Department of Anesthesiology, Pharmacology and Therapeutics (Fisher, Kim, Dormuth), University of British Columbia, Vancouver, BC
Department of Anesthesiology, Pharmacology and Therapeutics (Fisher, Kim, Dormuth), University of British Columbia, Vancouver, BC.
CMAJ Open. 2022 Feb 15;10(1):E109-E118. doi: 10.9778/cmajo.20200319. Print 2022 Jan-Mar.
In 2019, British Columbia's public drug plan, PharmaCare, was the first in Canada to implement a nonmedical switching policy from originator infliximab to its biosimilar, for patients with inflammatory arthritis or psoriasis. We aimed to detect signals of impact on health services utilization during the first year of policy implementation and to provide early data to policy-makers.
We constructed cohorts of users of originator infliximab: 3 historical cohorts (2016-2018) and 1 policy cohort (2019). We extracted data from BC Ministry of Health databases from 2015 to 2020, as we followed each cohort for 365 days from May 27 of each cohort's respective year. We excluded patients with gastrointestinal conditions and those not covered by PharmaCare. We examined the cumulative incidence of infliximab prescription refills, switching to other biologic drugs and use of additional health services. A log-likelihood ratio of 1.96 compared with the null hypothesis was used as the threshold for differences between the policy cohort and the historical cohorts.

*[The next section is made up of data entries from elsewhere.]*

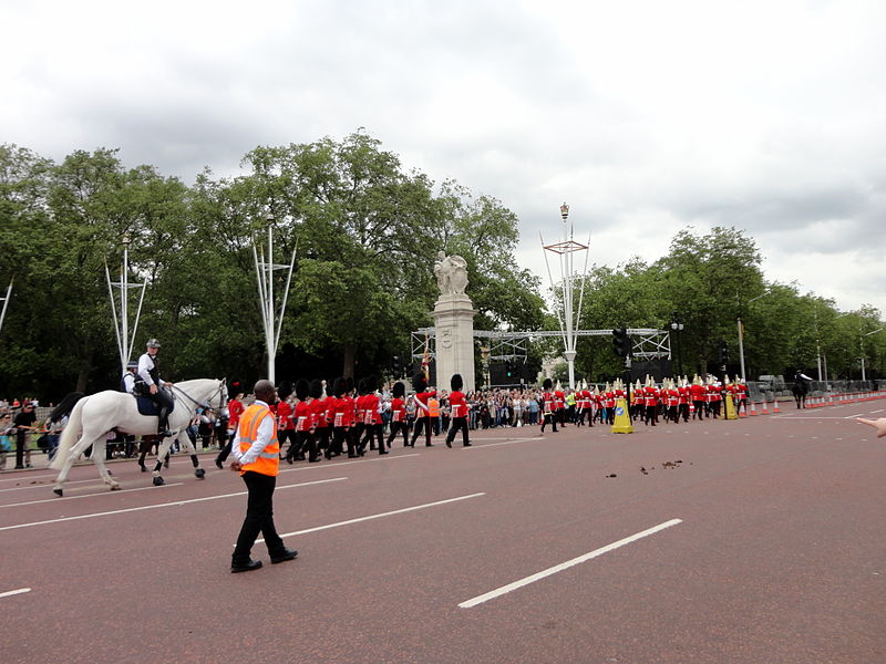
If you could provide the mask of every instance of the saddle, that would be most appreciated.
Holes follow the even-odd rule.
[[[166,394],[169,394],[168,390],[165,392]],[[133,396],[135,397],[135,406],[138,408],[140,415],[146,415],[147,417],[159,416],[159,407],[157,407],[157,404],[155,404],[150,396],[144,396],[141,394],[133,394]],[[172,414],[172,412],[175,409],[175,400],[172,398],[172,394],[169,394],[169,401],[172,401],[173,405],[169,407],[167,415]]]

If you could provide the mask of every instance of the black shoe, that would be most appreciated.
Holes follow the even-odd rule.
[[[296,551],[293,549],[286,549],[285,548],[282,553],[279,553],[277,556],[271,556],[270,557],[270,563],[271,564],[277,564],[278,562],[286,562],[287,560],[292,560],[296,556],[298,556],[298,551]],[[260,562],[259,562],[259,564],[260,564]]]
[[[257,570],[261,567],[260,560],[253,560],[249,559],[249,562],[241,562],[241,563],[231,563],[230,564],[230,573],[231,574],[239,574],[240,572],[251,572],[253,570]]]

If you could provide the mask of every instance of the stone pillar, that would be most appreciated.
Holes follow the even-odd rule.
[[[440,295],[432,315],[436,321],[436,388],[450,390],[452,374],[464,380],[463,392],[473,392],[474,305],[463,293]]]

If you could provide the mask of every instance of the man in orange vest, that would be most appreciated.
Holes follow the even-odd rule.
[[[259,381],[253,391],[256,401],[240,415],[231,445],[235,460],[230,469],[240,474],[249,495],[246,518],[230,559],[230,571],[235,574],[261,567],[261,561],[253,560],[250,556],[259,532],[265,538],[271,563],[298,556],[298,551],[286,548],[274,526],[274,487],[280,466],[280,443],[277,440],[277,418],[270,406],[277,402],[277,390],[270,381]]]

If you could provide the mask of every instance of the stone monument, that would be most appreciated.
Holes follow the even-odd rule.
[[[436,388],[450,390],[452,374],[462,374],[464,392],[475,390],[474,305],[464,294],[467,262],[461,256],[437,253],[434,276],[440,297],[434,305],[436,329]]]

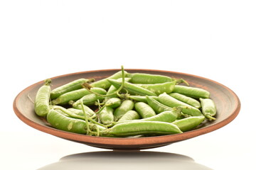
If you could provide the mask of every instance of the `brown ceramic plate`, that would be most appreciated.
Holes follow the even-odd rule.
[[[82,77],[95,78],[99,80],[107,77],[119,69],[95,70],[73,73],[51,78],[52,89]],[[238,115],[240,109],[240,102],[237,95],[229,88],[218,82],[198,76],[162,70],[126,69],[128,72],[141,72],[169,76],[174,78],[182,78],[186,80],[191,86],[203,88],[210,93],[214,100],[218,115],[214,121],[209,121],[203,126],[182,134],[145,137],[103,137],[87,136],[71,133],[53,128],[47,122],[37,116],[34,112],[33,103],[28,96],[34,100],[38,89],[43,81],[36,83],[23,90],[16,97],[14,110],[16,115],[27,125],[50,135],[90,146],[112,149],[143,149],[170,144],[174,142],[188,140],[201,135],[230,123]],[[46,77],[47,78],[47,77]]]

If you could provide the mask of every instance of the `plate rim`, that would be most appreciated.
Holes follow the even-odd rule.
[[[95,69],[95,70],[88,70],[88,71],[82,71],[82,72],[73,72],[73,73],[68,73],[59,76],[55,76],[52,78],[50,78],[51,79],[65,77],[68,76],[72,76],[74,74],[83,74],[90,72],[114,72],[114,71],[119,71],[119,69]],[[90,144],[105,144],[105,145],[118,145],[120,147],[123,147],[127,145],[129,145],[129,147],[132,146],[140,146],[140,145],[146,145],[146,144],[164,144],[164,143],[173,143],[179,142],[181,140],[185,140],[188,139],[191,139],[199,135],[202,135],[206,133],[208,133],[210,132],[213,132],[215,130],[218,130],[228,123],[230,123],[231,121],[233,121],[238,115],[241,103],[240,101],[237,96],[237,94],[231,90],[230,88],[227,87],[226,86],[217,82],[214,80],[203,77],[201,76],[193,75],[191,74],[187,74],[187,73],[183,73],[183,72],[173,72],[173,71],[168,71],[168,70],[161,70],[161,69],[125,69],[125,71],[145,71],[145,72],[165,72],[168,74],[182,74],[189,76],[194,76],[199,79],[203,79],[205,80],[211,81],[214,84],[216,84],[219,86],[221,86],[224,87],[225,89],[229,91],[230,94],[232,94],[232,96],[234,97],[235,100],[235,106],[234,106],[234,110],[233,110],[232,114],[230,114],[227,118],[210,126],[203,127],[200,129],[193,130],[188,132],[185,132],[181,134],[174,134],[174,135],[162,135],[162,136],[155,136],[155,137],[95,137],[95,136],[89,136],[86,135],[81,135],[81,134],[76,134],[73,132],[69,132],[66,131],[60,130],[55,128],[53,128],[50,126],[46,126],[43,125],[41,125],[39,123],[37,123],[29,118],[28,118],[26,116],[25,116],[18,108],[16,103],[18,103],[18,101],[19,98],[21,96],[22,94],[26,91],[28,89],[31,89],[32,87],[38,85],[40,84],[43,83],[43,81],[38,81],[35,84],[31,84],[31,86],[25,88],[23,90],[22,90],[15,97],[15,99],[13,103],[13,108],[14,110],[15,114],[17,115],[17,117],[21,119],[23,123],[27,124],[28,125],[40,130],[43,132],[46,132],[48,134],[50,134],[54,136],[57,136],[65,140],[75,141],[77,142],[82,142],[85,144],[87,144],[88,145]],[[67,134],[68,135],[67,135]],[[103,140],[104,139],[104,140]],[[143,140],[142,139],[147,139],[146,140]],[[146,142],[145,142],[146,141]],[[156,141],[157,142],[156,142]],[[115,144],[115,143],[118,143]]]

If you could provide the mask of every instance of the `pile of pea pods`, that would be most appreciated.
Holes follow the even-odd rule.
[[[38,89],[35,112],[54,128],[101,137],[150,137],[182,133],[215,120],[209,91],[182,79],[129,73],[123,67],[105,79],[79,79]]]

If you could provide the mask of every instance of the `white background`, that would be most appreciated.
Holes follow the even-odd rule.
[[[0,169],[37,169],[65,156],[107,151],[36,130],[16,116],[12,104],[21,91],[45,79],[122,64],[207,77],[241,101],[238,116],[226,126],[147,151],[181,154],[211,169],[256,169],[255,8],[252,0],[0,0]],[[186,169],[184,162],[178,169],[155,159],[119,158],[118,166]],[[98,160],[105,169],[117,164]],[[75,161],[68,165],[79,169]]]

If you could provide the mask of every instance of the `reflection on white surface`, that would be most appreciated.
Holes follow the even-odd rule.
[[[210,170],[188,157],[166,152],[106,151],[71,154],[38,170],[49,169]]]

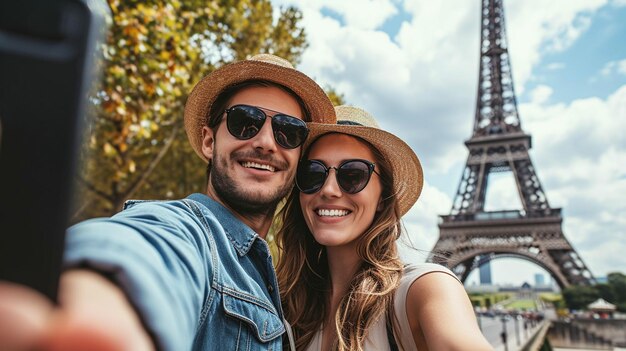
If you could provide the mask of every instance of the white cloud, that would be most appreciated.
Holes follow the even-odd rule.
[[[626,256],[617,250],[626,235],[626,85],[606,100],[533,101],[520,110],[548,200],[563,207],[566,237],[592,272],[623,270]]]
[[[547,85],[539,85],[530,93],[530,100],[536,104],[548,101],[554,90]]]
[[[414,244],[430,250],[438,235],[438,215],[449,212],[453,196],[441,190],[441,179],[454,183],[446,186],[456,189],[467,157],[463,141],[471,136],[474,122],[480,2],[273,2],[295,4],[303,10],[310,46],[299,68],[322,85],[336,88],[348,103],[372,112],[384,129],[406,140],[419,155],[431,181],[405,224],[416,233]],[[505,1],[518,97],[533,80],[533,69],[541,60],[566,51],[589,28],[595,11],[608,3]],[[390,8],[394,4],[401,5],[394,10]],[[322,7],[343,20],[324,17]],[[361,8],[368,13],[362,22],[352,17]],[[409,20],[400,25],[395,37],[377,29],[398,13]],[[617,72],[619,67],[615,64],[612,69]],[[557,63],[551,69],[566,68]],[[605,273],[613,264],[626,267],[620,261],[625,255],[602,257],[597,240],[607,237],[626,250],[626,244],[618,244],[622,242],[618,235],[626,234],[619,220],[626,210],[620,203],[626,193],[626,174],[620,173],[626,162],[626,88],[609,98],[563,104],[553,101],[556,88],[548,84],[536,87],[530,102],[520,105],[522,126],[533,137],[531,157],[544,190],[554,207],[564,207],[565,233],[593,270]]]
[[[626,75],[626,59],[620,61],[609,61],[600,70],[600,75],[605,77],[613,74]]]

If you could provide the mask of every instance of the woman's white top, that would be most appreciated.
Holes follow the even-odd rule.
[[[449,274],[455,279],[457,277],[448,268],[435,264],[435,263],[420,263],[411,264],[404,267],[404,274],[400,279],[400,285],[396,290],[394,296],[394,313],[397,321],[397,326],[394,328],[394,336],[398,348],[403,351],[417,351],[415,341],[413,340],[413,334],[411,333],[411,327],[409,326],[409,318],[406,314],[406,297],[409,292],[409,288],[419,277],[432,273],[441,272]],[[371,327],[368,335],[365,339],[363,349],[366,351],[390,351],[389,341],[387,338],[386,327],[386,313],[378,319]],[[400,330],[400,335],[397,335],[395,329]],[[322,330],[320,329],[311,340],[309,346],[305,351],[324,351],[322,350]]]

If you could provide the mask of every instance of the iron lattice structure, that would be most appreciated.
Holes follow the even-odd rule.
[[[465,281],[498,257],[526,259],[550,272],[561,288],[594,278],[567,241],[561,209],[548,203],[529,156],[531,137],[521,127],[507,49],[502,0],[483,0],[480,72],[472,137],[450,215],[441,216],[429,261]],[[512,172],[522,209],[485,211],[488,176]]]

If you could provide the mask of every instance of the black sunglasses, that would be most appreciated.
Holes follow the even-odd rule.
[[[235,105],[227,108],[224,113],[226,113],[228,131],[239,140],[254,138],[263,128],[267,118],[267,114],[261,108],[249,105]],[[307,135],[309,135],[309,128],[299,118],[280,112],[277,112],[270,118],[272,119],[274,140],[285,149],[297,148],[302,145]]]
[[[331,169],[335,169],[337,184],[343,192],[356,194],[365,189],[369,183],[376,165],[367,160],[353,159],[343,161],[338,167],[326,167],[319,160],[302,160],[298,164],[296,174],[296,186],[305,194],[313,194],[319,191]]]

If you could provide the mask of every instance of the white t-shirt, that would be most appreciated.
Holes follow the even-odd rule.
[[[397,335],[394,330],[394,335],[398,348],[404,351],[417,351],[415,341],[413,340],[413,334],[411,333],[411,327],[409,326],[409,319],[406,314],[406,297],[409,293],[409,288],[415,280],[419,277],[432,272],[441,272],[449,274],[455,279],[457,277],[448,268],[435,264],[435,263],[420,263],[411,264],[404,267],[404,274],[400,279],[400,285],[396,290],[394,296],[394,313],[398,325],[394,329],[399,329],[401,335]],[[387,338],[386,327],[386,313],[379,318],[371,327],[368,335],[365,339],[363,349],[376,350],[376,351],[390,351],[389,341]],[[305,351],[321,351],[322,348],[322,331],[319,330],[311,340],[311,343]]]

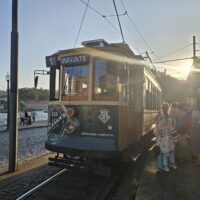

The study included a total of 572 unique patients: 520 in the 2016 historical cohort, 461 in the 2017 historical cohort, 423 in the 2018 historical cohort and 377 in the policy cohort (with some patients included in multiple cohorts; 335 [58.6%] were included in all 4 cohorts). During months 8 and 9 of follow-up, a transient signal was observed in infliximab refills (7.2% decrease in refilling infliximab for the fourth time for the policy cohort, log-likelihood ratio > 1.96). An anticipated increase in visits to specialists was observed from month 4 forward (15.0%, log-likelihood ratio > 1.96). No signal was observed for increased use of other health services (log-likelihood ratio < 1.96).
Early monitoring did not detect signals of negative impacts on health services use during the first year of the policy. Detailed, longer-term cohort studies and hypothesis-testing methods could provide additional assurance about the safety of the policy.
2019 年,不列颠哥伦比亚省的公共药品计划 PharmaCare 成为加拿大第一个实施非医学性从原研英夫利昔单抗转换为其生物类似药的政策,适用于患有炎症性关节炎或银屑病的患者。我们旨在检测该政策实施的第一年对卫生服务利用的影响信号,并为政策制定者提供早期数据。
我们构建了原研英夫利昔单抗使用者队列:3 个历史队列(2016-2018 年)和 1 个政策队列(2019 年)。我们从不列颠哥伦比亚省卫生部的数据库中提取了 2015 年至 2020 年的数据,对每个队列从各自年份的 5 月 27 日起进行 365 天的随访。我们排除了有胃肠道疾病和未纳入 PharmaCare 覆盖范围的患者。我们检查了英夫利昔单抗处方续药、转换为其他生物药物和额外卫生服务使用的累积发生率。与零假设相比,对数似然比为 1.96 被用作政策队列与历史队列之间差异的阈值。
该研究共纳入了 572 名患者:2016 年历史队列 520 名,2017 年历史队列 461 名,2018 年历史队列 423 名,政策队列 377 名(部分患者纳入多个队列;335 名[58.6%]纳入了所有 4 个队列)。在随访的第 8 和第 9 个月,观察到英夫利昔单抗续药的短暂信号(政策队列第四次续药的英夫利昔单抗减少 7.2%,对数似然比>1.96)。从第 4 个月开始,预计会增加专科医生就诊(15.0%,对数似然比>1.96)。未观察到其他卫生服务使用增加的信号(对数似然比<1.96)。
早期监测未发现该政策实施的第一年对卫生服务使用产生负面影响的信号。详细的、长期的队列研究和假设检验方法可以为该政策的安全性提供额外的保证。